I’ve noticed that in the midst of the biggest changes, I was soo vulnerable. Everything’s different! …From not being able to find my favorite comfy jammies to not having favorite snackies on hand, to waking up and trying to remember if I’m still at school, my mama’s or in our new apt before I even open my eyes!
Through all of this, YES, God has totally been the Rock (can I get a big Amen). He knows. He totally and wholly and completely and entirely (and insert all the other “whole” words here) has been THERE. Both of our constant peace in the midst of craziness and change. Craziness like…driving all of my possessions (cough-clothes-cough) from UCI to Santa Cruz in two flatbed trucks and having it start to rain thirty minutes from my mom’s place (crazy devastation moment…don’t worry- everything was salvaged!). Yup, like then.
Or like when the wedding invite company told me that they printed everything incorrectly and the replacements are on backorder (and we’re already way behind schedule)…ew I don’t even like to remember that crazy moment. And in the complete life-altering moments, like when I answered “I do” to one of the most important covenants in. my. life.
Now, settling into our life here in our cute sleepy beach town, in our little apartment, we are still learning what it means to be hubs and wifey, while at the same time a family who serves God with everything and still knows the importance of growing closer together, also.
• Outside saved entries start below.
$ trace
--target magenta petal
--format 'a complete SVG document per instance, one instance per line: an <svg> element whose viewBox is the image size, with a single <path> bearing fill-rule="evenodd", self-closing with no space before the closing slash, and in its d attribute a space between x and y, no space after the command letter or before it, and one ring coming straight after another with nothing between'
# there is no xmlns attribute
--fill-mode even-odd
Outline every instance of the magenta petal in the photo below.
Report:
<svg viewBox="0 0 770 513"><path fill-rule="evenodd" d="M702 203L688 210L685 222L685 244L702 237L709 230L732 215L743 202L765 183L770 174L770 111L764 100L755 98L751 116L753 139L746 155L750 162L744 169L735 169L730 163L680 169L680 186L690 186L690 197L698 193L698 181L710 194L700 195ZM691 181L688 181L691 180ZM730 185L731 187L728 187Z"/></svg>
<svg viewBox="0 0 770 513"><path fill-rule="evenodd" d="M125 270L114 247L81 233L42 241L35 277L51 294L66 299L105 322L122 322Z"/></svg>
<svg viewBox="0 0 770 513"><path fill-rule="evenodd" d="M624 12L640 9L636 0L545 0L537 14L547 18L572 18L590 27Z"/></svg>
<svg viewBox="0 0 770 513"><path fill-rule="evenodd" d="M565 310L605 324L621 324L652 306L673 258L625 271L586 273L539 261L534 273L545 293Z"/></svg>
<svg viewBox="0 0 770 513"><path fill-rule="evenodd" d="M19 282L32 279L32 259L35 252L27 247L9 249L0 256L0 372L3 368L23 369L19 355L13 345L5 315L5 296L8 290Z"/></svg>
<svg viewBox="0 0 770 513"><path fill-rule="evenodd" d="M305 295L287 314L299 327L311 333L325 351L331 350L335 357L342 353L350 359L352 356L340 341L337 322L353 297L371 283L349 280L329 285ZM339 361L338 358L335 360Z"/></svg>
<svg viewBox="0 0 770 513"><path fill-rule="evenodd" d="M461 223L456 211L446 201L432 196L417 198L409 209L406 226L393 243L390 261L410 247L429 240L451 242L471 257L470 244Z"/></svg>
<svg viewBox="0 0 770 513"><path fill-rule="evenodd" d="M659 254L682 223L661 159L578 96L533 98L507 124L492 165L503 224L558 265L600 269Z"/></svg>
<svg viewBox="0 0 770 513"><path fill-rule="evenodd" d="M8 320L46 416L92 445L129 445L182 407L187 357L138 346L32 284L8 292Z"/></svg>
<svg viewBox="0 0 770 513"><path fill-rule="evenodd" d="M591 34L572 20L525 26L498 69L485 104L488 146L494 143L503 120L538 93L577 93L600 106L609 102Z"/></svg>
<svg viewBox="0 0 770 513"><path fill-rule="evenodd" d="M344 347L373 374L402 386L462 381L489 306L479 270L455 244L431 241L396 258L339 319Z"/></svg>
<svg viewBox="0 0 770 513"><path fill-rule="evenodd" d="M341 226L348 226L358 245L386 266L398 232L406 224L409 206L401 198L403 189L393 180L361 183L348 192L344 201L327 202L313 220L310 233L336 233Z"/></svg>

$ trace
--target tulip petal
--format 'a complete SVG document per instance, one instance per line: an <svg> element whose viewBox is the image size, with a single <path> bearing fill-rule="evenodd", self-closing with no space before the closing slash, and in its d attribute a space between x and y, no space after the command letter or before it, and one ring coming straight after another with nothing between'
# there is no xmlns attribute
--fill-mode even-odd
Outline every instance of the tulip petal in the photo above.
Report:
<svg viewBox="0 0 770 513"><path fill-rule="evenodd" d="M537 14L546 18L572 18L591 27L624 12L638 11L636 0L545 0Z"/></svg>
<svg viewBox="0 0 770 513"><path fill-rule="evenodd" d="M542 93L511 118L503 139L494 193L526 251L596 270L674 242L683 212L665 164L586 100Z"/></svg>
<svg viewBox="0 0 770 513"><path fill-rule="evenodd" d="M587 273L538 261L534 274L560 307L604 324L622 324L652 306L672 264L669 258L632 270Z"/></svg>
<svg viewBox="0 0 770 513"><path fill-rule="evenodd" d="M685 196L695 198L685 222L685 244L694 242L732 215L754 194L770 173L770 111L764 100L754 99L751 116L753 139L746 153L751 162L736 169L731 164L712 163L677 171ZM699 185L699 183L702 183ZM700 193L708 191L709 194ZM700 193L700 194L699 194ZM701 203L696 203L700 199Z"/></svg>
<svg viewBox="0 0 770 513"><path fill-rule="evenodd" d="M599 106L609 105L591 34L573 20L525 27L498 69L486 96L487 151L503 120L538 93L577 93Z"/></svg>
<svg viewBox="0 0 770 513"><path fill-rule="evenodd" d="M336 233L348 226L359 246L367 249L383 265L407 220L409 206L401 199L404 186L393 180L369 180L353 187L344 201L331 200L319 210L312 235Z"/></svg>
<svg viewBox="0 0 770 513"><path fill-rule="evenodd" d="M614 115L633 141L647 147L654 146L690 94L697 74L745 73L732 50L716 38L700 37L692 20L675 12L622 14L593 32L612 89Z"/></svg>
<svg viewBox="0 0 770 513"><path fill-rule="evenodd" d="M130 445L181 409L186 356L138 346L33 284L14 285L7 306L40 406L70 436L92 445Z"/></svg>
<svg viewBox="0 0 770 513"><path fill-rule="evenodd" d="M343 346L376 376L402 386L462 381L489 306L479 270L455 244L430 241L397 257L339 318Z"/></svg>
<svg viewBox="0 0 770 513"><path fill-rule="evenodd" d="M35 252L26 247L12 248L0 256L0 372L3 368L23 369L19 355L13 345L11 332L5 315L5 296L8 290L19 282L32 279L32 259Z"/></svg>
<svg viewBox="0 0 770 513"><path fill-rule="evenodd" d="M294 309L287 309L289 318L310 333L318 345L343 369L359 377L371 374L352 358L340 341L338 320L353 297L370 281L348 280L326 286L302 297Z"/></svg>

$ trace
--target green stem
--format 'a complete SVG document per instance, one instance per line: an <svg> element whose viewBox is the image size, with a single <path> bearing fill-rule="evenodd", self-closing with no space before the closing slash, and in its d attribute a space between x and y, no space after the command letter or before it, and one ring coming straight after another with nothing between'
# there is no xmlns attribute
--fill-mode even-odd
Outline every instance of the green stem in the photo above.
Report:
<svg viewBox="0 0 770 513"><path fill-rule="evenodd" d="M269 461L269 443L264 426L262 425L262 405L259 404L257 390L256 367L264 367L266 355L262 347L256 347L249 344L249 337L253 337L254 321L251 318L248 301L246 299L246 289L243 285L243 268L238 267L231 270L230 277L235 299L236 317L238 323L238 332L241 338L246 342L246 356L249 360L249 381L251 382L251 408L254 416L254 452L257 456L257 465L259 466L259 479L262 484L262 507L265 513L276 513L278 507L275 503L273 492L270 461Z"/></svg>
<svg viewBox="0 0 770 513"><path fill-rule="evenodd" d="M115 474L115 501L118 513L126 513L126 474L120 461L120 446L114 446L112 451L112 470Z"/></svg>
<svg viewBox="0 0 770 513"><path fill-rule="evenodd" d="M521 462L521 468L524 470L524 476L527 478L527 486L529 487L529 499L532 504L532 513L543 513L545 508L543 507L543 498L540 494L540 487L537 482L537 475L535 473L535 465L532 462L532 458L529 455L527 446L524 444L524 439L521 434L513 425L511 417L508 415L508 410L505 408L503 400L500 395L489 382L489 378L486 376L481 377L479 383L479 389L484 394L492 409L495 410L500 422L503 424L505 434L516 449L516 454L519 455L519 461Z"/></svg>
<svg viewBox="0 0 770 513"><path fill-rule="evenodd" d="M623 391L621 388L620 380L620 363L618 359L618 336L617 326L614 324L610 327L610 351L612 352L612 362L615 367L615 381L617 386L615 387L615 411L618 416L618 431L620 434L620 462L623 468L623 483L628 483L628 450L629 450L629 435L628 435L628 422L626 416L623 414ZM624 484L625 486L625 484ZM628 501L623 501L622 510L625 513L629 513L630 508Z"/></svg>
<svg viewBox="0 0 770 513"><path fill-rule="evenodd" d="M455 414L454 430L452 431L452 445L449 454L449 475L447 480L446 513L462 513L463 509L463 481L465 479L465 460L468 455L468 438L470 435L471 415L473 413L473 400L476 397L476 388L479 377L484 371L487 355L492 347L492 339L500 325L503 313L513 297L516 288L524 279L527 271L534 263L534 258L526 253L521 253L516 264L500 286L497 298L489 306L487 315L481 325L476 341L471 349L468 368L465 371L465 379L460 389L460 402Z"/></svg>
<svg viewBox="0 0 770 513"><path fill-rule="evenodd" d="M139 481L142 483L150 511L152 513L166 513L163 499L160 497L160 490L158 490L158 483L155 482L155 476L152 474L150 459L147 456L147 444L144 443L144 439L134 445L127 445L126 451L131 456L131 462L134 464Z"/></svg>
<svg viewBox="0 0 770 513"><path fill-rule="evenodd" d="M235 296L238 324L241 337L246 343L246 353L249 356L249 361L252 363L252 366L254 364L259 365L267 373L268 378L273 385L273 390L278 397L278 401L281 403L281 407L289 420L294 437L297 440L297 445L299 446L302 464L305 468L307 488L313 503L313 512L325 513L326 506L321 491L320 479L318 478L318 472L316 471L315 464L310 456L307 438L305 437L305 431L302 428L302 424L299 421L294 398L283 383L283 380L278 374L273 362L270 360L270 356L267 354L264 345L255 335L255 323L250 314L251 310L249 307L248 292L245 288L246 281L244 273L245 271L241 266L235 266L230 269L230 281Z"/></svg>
So in many ways we are still gettin the hang of all of these changes, but we keep remembering that in the midst God is growing, stretching, and generously blessing us, and that these awkward charlie horses (you know, those cramps in your calves that you get as a kid and your mom tells you you’re growing so that’s why you get them, but then you get them as an adult and realize you don’t want to look any taller than you already do and please Lord don’t let me get any more monstrously tall in heels, those ones…) are totally so that we can live in God’s big fatty blessings! And because of all these things, we are thankful for those ch-ch-ch-changes. And David Bowie.